After collecting data over years of working with public and independent schools recognized for their excellence by state and national agencies, Heath (1994, 265) concluded, "Schools will not get better unless their adults are open to new ideas, encouraged to risk imaginatively and flexibly, implement their own ideas, provided time to care for individual students, spurred to enthusiastically infect them with the desire to learn, and expected to make mistakes about which they laugh and from which they learn." Heath argued that most teachers are still "called" to teaching for idealistic reasons and continue to see their profession as a noble one, despite other negative factors. As Heath (1994, 260) indicated, these factors include "politicians' expectations that they be only technicians raising students' test scores, parents' views that they are only hirelings to get their children into the best colleges or jobs, and media's caricatures of them as dunces sitting on stools on Newsweek covers." The qualities Heath outlined serve as a profile of how good teachers want to enact their professionalism; increasingly, however, this professionalism is being eroded by the pressures on schools to perform well on high-stakes standardized tests.
Top-down curriculum and assessment legislating sidesteps the important task of local educators, parents, and students considering the purposes of education in their community and the knowledge and skills they deem most important. This task is at the heart of the professional educator's work; when it is absent, schools forego their responsibility to address learning within the context of their students' lives. Teachers are no longer engaged in the critical professional task of determining how learning might best occur for their students given all they know about them as individuals situated in particular social, cultural, and ethnic contexts. Efforts to encourage school-based learning communities are undercut.
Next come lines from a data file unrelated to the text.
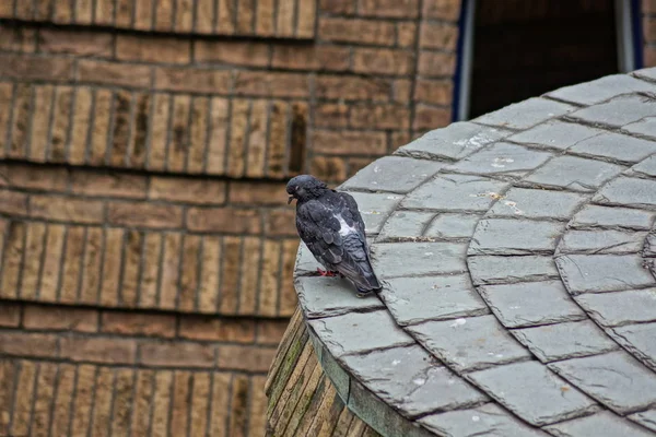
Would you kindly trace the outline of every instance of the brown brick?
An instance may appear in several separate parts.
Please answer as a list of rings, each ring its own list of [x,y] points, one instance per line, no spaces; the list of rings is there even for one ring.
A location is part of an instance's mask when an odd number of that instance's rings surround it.
[[[50,430],[50,413],[57,383],[57,364],[39,363],[39,373],[36,380],[34,395],[34,411],[32,416],[31,435],[34,437],[48,437]]]
[[[134,400],[134,369],[116,370],[114,406],[112,408],[112,436],[129,435],[132,402]]]
[[[235,180],[230,185],[230,202],[248,205],[284,205],[288,201],[288,194],[284,187],[284,182],[251,182]]]
[[[110,33],[42,28],[38,37],[39,50],[46,54],[99,58],[112,56],[113,36]]]
[[[273,68],[291,70],[347,71],[351,49],[341,46],[273,46]]]
[[[160,288],[160,307],[175,309],[179,286],[181,235],[167,233],[164,237],[164,256],[162,264],[162,284]]]
[[[80,82],[118,86],[150,86],[151,68],[128,63],[104,62],[81,59],[78,62]]]
[[[133,340],[108,338],[65,336],[60,342],[60,355],[74,362],[105,364],[132,364],[137,353]]]
[[[387,147],[385,132],[315,130],[313,150],[335,155],[382,155]]]
[[[391,46],[396,39],[394,23],[359,19],[321,16],[319,38],[324,40]]]
[[[155,373],[137,370],[137,388],[134,389],[134,412],[132,414],[132,435],[147,436],[151,421],[151,405],[155,391]]]
[[[103,252],[103,229],[89,227],[86,229],[86,246],[82,261],[82,285],[80,303],[94,305],[98,298],[101,283],[101,256]]]
[[[0,212],[8,215],[27,215],[27,194],[0,190]]]
[[[194,311],[198,293],[198,270],[200,260],[201,237],[198,235],[185,235],[183,244],[183,264],[180,265],[180,286],[177,296],[178,309],[181,311]]]
[[[394,19],[414,19],[419,15],[419,0],[361,0],[360,15]]]
[[[260,215],[255,210],[190,208],[187,212],[187,227],[200,232],[257,234],[261,228],[259,221]]]
[[[56,302],[59,288],[59,270],[63,258],[63,240],[66,226],[48,225],[46,256],[42,274],[40,295],[43,302]]]
[[[223,269],[221,271],[220,314],[234,315],[237,312],[239,293],[239,267],[242,238],[223,238]]]
[[[109,133],[109,120],[112,117],[112,92],[108,90],[96,90],[95,113],[93,118],[93,130],[91,135],[91,150],[89,162],[92,165],[105,164],[107,150],[107,137]]]
[[[219,367],[231,370],[267,371],[273,357],[274,349],[246,345],[219,346]]]
[[[103,276],[101,283],[101,304],[103,306],[114,307],[118,305],[124,236],[124,229],[105,228]]]
[[[359,105],[351,108],[351,126],[374,129],[407,129],[410,109],[399,105]]]
[[[189,63],[191,61],[191,40],[168,36],[118,35],[116,37],[116,57],[128,61]]]
[[[20,362],[19,377],[16,395],[13,405],[13,423],[12,434],[16,436],[28,435],[31,420],[32,420],[32,400],[36,391],[36,375],[38,371],[38,364],[22,361]]]
[[[96,370],[99,370],[98,367],[96,366],[90,366],[90,365],[82,365],[82,366],[77,366],[78,367],[78,376],[77,376],[77,381],[74,381],[74,401],[73,404],[70,404],[69,406],[72,410],[72,427],[71,427],[71,433],[70,435],[73,436],[82,436],[82,435],[86,435],[87,428],[89,428],[89,424],[91,422],[91,414],[92,411],[91,409],[94,406],[93,402],[93,392],[94,392],[94,386],[95,386],[95,377],[96,377]],[[108,369],[105,368],[105,371],[110,371]],[[109,376],[112,377],[112,374],[109,374]],[[109,383],[112,383],[112,379],[109,379]],[[102,383],[99,383],[102,386]],[[105,389],[106,392],[106,388],[105,387],[101,387],[97,391],[96,394],[101,394],[103,393],[103,389]],[[96,414],[97,414],[97,410],[101,406],[98,404],[95,405],[95,410],[96,410]],[[67,421],[62,424],[62,426],[66,426],[68,428],[69,426],[69,421],[68,421],[68,416],[66,417]],[[62,421],[63,422],[63,421]],[[60,434],[60,435],[68,435],[68,434]]]
[[[152,436],[168,436],[171,421],[169,403],[172,398],[173,371],[164,370],[155,374],[155,393],[153,394]]]
[[[227,149],[229,101],[212,97],[211,105],[207,172],[212,175],[223,175],[225,173],[225,151]]]
[[[147,178],[118,172],[71,172],[71,191],[84,196],[117,198],[145,198]]]
[[[426,0],[423,2],[423,16],[455,22],[460,16],[461,1],[462,0]]]
[[[296,221],[293,208],[268,211],[265,221],[267,236],[296,236]]]
[[[63,196],[32,196],[31,216],[77,223],[102,223],[104,204],[101,201],[73,199]]]
[[[450,76],[456,71],[456,56],[438,51],[424,51],[419,55],[419,74],[427,78]]]
[[[180,227],[183,211],[179,206],[147,202],[109,202],[107,210],[109,223],[124,226],[144,226],[153,228]]]
[[[153,176],[149,198],[172,202],[220,204],[225,202],[225,181]]]
[[[458,27],[454,24],[423,21],[419,44],[422,48],[455,50],[458,40]]]
[[[166,165],[166,142],[168,135],[168,119],[172,97],[166,94],[155,94],[154,115],[151,129],[151,150],[148,168],[163,170]]]
[[[430,81],[420,79],[414,88],[414,101],[448,106],[453,102],[452,81]]]
[[[96,374],[95,397],[93,405],[92,436],[108,437],[112,425],[112,399],[116,373],[112,367],[99,367]]]
[[[0,279],[0,297],[16,298],[19,296],[20,276],[25,251],[24,222],[10,222],[4,232],[4,255],[2,259],[2,277]],[[0,351],[2,349],[0,347]]]
[[[316,94],[319,98],[388,101],[391,83],[377,78],[320,75],[316,79]]]
[[[259,237],[244,238],[242,260],[242,284],[239,291],[241,315],[255,315],[257,306],[258,281],[260,275],[260,255],[262,240]]]
[[[216,316],[185,316],[180,318],[179,335],[190,340],[251,343],[255,321]]]
[[[191,96],[173,96],[172,134],[168,140],[168,157],[166,168],[181,173],[185,169],[187,151],[189,150],[189,110]]]
[[[0,54],[0,75],[48,82],[69,81],[73,78],[73,60]]]
[[[309,81],[305,74],[263,71],[237,71],[235,94],[263,97],[307,97]]]
[[[258,344],[277,346],[282,340],[288,326],[289,322],[286,320],[258,320],[256,342]]]
[[[276,317],[280,279],[280,253],[282,243],[265,239],[262,249],[261,282],[259,287],[258,315]]]
[[[347,177],[344,160],[337,156],[315,156],[309,168],[311,173],[319,179],[341,181]]]
[[[65,244],[66,253],[63,258],[61,290],[59,291],[60,303],[74,304],[78,300],[85,233],[86,231],[82,226],[70,226],[68,229]]]
[[[0,305],[0,327],[17,328],[21,323],[21,305],[2,304]]]
[[[349,15],[355,12],[355,0],[319,0],[323,12]]]
[[[199,312],[214,312],[219,299],[219,269],[221,265],[221,238],[203,237],[200,287],[198,290]]]
[[[194,57],[196,62],[267,67],[270,46],[268,44],[238,40],[196,40]]]
[[[0,49],[33,54],[36,50],[36,29],[21,26],[0,27]]]
[[[54,436],[69,436],[69,417],[73,400],[73,387],[75,385],[75,366],[70,364],[59,365],[57,382],[57,395],[55,397],[55,415],[52,416]],[[82,388],[80,387],[80,390]]]
[[[0,331],[0,351],[3,355],[54,358],[57,355],[57,336],[54,334]]]
[[[314,108],[316,128],[344,128],[349,125],[349,105],[317,104]]]
[[[227,93],[231,72],[191,68],[160,67],[155,70],[155,87],[194,93]]]
[[[187,342],[144,341],[140,346],[141,364],[164,367],[213,367],[214,346]]]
Also sacrificed is the commitment to give priority to the special talents that each teacher brings to the profession and to his or her school-perceptions about learning and children, enthusiasm for and eagerness to teach particular content, and the compelling qualities of personality. Teachers often have to set aside these qualities in favor of "joining the team," a form of what Hargreaves (1994, 195) has termed "contrived collegiality." So-called school improvement programs often are primarily concerned with finding how to improve student performance on state tests. In the process, teaching becomes depersonalized and standardized, and much of the idealism that was responsible for teachers choosing the profession is sacrificed. As long as state standards and tests dominate teachers' work, the hallmarks of teaching as a profession-indeed, a vocation-will sadly be diminished. Soon, many bright and idealistic young people attracted to teaching will look elsewhere for their professional fulfillment.